Mis recuerdos de la niñez
Mi hermana Ramona es un trozo de color indescifrable, es la mayor de mis hermanas. Pero nunca estaba en nuestras vidas, nunca estuvo y nunca está. Ella es una pañoleta danzando al viento con gesto de despedida eterna.
Fuimos cinco hermanas. Falleció Yolanda antes de cumplir los 50 años. Murió de un infarto. Las decepciones taladraron su débil corazón:

Mi hermana Rosita, mi sobrino Jhonny, mi hermana Yolanda, mi amiga Carmen Margarita Rojas (Camucha) y yo, tapándome los ojos por el sol
Mi hermano Jesús era un retazo de color verde como los campos, siempre transmitía paz y frescura. Lamentablemente, tenía una enfermedad mental, que hizo que se quitara la vida en el mes de marzo cuando había sequía en los campos de su vida, pues ya la lluvia que lo hacía renacer se había marchado de su lado.
Mi hermano Freddy es un trozo de tela de color azul. De él tengo gratos recuerdos. Siempre me consintió y me regalaba un afecto especial como venido del cielo y del mar que él surcaba en su bote el "Romancero".
Mi hermano Félix era un trozo de tela color "oro". Siempre lo vi como alguien inalcanzable. Hablaba frecuentemente de la importancia de adquirir poder económico y de tener cosas materiales. Y cuando dejó de tener "riquezas" se quedó solo. Pero siempre ha ido detrás del oro, ahora corre para ganarse las medallas que el running le puede dar.
Mi hermano Carlos es de color naranja y sabe a naranja. A veces dulce, a veces amargo. En un tiempo, pude compartir bien con él, pero luego convirtió su vida en un desastre y quería que probáramos de su acidez y amargura. Cuando me hice grande, decidí poner las cosas en su lugar. Deshice la manta de mi infancia, y construí una nueva, con los colores que más me gustaban, con los trozos de tela con los que más me identificaba. Por eso, mi colcha actual ya no es tan variopinta. Sin embargo, de vez en cuando, recuerdo mi niñez, que NUNCA fue MALA, y me tapo los ojos para llorar de melancolía, porque ahora no puedo jugar en el patio de mi casa, como antes lo hacía, porque ya esa casa no es mi casa, y de ella solo me queda el recuerdo de un corral con pollos, con matas de mango que en la noche parecían monstruos cuando la brisa las estrecía, con las mecidas que nos dábamos en el columpio que nos hizo papá, con un camino hecho de escombros que conducía hacia el lugar donde mamá, mi tía Petrica y mi tía Isabel Calderín mataban los pollos criados en el patio para ponerlos a la venta.
Con todos recuerdos me quedo, porque ellos han hecho de mí, lo que ahora soy.

Carmen margarita Rojas (Camucha), mi sobrina Vallita, mi sobrino Jhonny, mi hermana Rosita y yo
Mi infancia es y siempre será mi refugio en las noches de frío y soledad.
Gracias por la lectura
Invito a @oswaldocuarta, @chant y @elider11.
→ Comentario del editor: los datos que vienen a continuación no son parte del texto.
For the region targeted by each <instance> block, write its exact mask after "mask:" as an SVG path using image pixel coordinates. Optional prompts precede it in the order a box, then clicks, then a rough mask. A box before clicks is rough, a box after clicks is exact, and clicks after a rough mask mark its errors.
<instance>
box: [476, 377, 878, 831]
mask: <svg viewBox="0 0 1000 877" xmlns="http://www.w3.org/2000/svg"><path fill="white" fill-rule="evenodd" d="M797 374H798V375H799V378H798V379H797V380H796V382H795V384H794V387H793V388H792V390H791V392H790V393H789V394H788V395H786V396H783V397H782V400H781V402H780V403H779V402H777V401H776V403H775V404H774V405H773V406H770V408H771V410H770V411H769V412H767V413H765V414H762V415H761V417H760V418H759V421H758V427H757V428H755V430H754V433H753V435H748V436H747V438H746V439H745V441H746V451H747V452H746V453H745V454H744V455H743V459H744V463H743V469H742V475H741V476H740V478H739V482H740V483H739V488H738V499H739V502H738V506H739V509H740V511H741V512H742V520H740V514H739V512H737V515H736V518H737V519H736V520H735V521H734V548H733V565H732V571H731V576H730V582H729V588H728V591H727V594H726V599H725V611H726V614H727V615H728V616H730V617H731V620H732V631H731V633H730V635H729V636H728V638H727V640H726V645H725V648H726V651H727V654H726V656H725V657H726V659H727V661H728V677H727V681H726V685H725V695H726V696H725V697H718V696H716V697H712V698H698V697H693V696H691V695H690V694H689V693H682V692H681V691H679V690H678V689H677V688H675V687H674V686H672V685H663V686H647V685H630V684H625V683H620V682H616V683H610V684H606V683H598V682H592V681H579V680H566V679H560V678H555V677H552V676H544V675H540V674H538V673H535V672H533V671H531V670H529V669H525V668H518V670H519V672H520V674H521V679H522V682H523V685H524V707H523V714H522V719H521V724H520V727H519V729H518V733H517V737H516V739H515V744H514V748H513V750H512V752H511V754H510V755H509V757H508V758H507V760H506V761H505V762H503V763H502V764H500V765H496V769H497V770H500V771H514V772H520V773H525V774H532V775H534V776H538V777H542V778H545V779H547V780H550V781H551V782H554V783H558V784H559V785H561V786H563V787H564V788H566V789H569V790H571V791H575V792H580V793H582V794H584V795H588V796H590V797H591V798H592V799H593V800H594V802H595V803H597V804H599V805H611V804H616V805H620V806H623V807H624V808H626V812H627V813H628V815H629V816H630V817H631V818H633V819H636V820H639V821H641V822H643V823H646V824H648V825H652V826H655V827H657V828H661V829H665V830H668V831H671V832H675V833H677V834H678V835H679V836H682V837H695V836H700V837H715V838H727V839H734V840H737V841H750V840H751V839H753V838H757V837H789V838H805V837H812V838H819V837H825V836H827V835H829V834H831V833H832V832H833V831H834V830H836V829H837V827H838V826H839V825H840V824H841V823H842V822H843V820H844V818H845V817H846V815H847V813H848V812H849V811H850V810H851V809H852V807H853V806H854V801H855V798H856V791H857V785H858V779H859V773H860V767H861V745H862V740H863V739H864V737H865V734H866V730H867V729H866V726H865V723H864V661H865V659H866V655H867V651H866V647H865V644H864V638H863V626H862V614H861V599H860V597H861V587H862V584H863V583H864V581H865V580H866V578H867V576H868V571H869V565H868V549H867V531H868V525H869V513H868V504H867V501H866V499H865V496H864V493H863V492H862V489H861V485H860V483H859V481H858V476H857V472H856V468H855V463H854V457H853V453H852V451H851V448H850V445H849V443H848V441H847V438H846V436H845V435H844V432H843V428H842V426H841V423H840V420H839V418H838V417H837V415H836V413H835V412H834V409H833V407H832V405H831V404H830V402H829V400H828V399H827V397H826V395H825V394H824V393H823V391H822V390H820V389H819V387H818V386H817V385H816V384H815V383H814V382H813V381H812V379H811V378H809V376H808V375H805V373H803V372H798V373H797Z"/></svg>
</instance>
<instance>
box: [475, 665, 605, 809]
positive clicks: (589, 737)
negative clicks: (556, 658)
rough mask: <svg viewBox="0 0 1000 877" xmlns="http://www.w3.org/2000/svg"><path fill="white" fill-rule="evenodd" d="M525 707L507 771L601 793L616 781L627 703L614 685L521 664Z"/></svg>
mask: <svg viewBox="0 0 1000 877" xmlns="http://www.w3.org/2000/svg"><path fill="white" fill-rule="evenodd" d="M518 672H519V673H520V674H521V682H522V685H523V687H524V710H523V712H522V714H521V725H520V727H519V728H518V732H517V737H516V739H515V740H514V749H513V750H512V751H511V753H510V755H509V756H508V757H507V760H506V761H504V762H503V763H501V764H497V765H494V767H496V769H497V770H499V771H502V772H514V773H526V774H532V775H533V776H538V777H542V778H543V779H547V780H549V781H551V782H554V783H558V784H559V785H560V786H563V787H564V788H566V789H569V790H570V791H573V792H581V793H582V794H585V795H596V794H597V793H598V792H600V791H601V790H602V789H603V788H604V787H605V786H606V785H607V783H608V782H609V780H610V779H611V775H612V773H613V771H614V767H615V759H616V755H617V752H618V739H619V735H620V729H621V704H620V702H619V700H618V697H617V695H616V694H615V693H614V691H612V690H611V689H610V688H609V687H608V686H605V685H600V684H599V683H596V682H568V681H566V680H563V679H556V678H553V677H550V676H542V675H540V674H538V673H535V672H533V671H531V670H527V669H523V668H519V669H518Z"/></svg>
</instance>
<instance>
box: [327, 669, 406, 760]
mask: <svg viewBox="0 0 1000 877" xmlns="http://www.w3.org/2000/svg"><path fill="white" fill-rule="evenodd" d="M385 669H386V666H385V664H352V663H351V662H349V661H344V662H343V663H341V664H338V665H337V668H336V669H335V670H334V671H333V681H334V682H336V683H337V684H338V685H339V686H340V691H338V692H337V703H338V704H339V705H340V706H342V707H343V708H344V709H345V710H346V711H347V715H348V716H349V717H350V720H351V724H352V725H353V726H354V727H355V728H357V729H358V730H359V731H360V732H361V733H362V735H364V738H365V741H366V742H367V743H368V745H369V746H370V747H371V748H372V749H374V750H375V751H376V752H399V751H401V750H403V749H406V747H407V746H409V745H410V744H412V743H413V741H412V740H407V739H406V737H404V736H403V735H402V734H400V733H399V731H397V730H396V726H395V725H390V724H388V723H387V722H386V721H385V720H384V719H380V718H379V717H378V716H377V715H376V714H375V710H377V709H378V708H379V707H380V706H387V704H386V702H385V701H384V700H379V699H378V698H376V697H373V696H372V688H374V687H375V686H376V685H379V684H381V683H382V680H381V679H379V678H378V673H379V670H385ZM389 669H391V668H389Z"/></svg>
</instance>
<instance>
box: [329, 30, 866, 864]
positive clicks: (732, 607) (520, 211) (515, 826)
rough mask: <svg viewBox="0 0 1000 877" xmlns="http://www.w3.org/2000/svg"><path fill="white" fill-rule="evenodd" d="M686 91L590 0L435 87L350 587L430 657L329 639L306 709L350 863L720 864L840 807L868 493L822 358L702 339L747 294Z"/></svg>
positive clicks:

Qué manera tan hermosa y poética de contar tu historia. Me llegó muchísimo la metáfora de la manta y cómo fué describiendo a cada miembro de su familia a través de los colores y sus personalidades. Al final, aunque uno decida rehacer su propia colcha con el tiempo, esos recuerdos del patio, los mangos y la infancia siempre se quedan guardados en un lugar muy especial del corazón. Gracias por compartir algo tan personal y escrito con tanto sentimiento.
Siempre es un gusto leerle y aprender a través de la lectura. 🫶
Ciertamente, la manta de la infancia merece a veces reparaciones, incluso modificaciones, con el pasar del tiempo. Pero hay lugares y recuerdos que se quedan intactos en nuestra memoria afectiva. Gracias por tu lectura e impecable comentario. Un abrazo.
Gracias por el apoyo, @chant. Me siento honrada de recibirlo.
Estimada amiga. Bendiciones. Gusto en leerte. Recordar es vivir. Dios cuide de tu gente.
Gracias, apreciado amigo. Miles de bendiciones para ti también.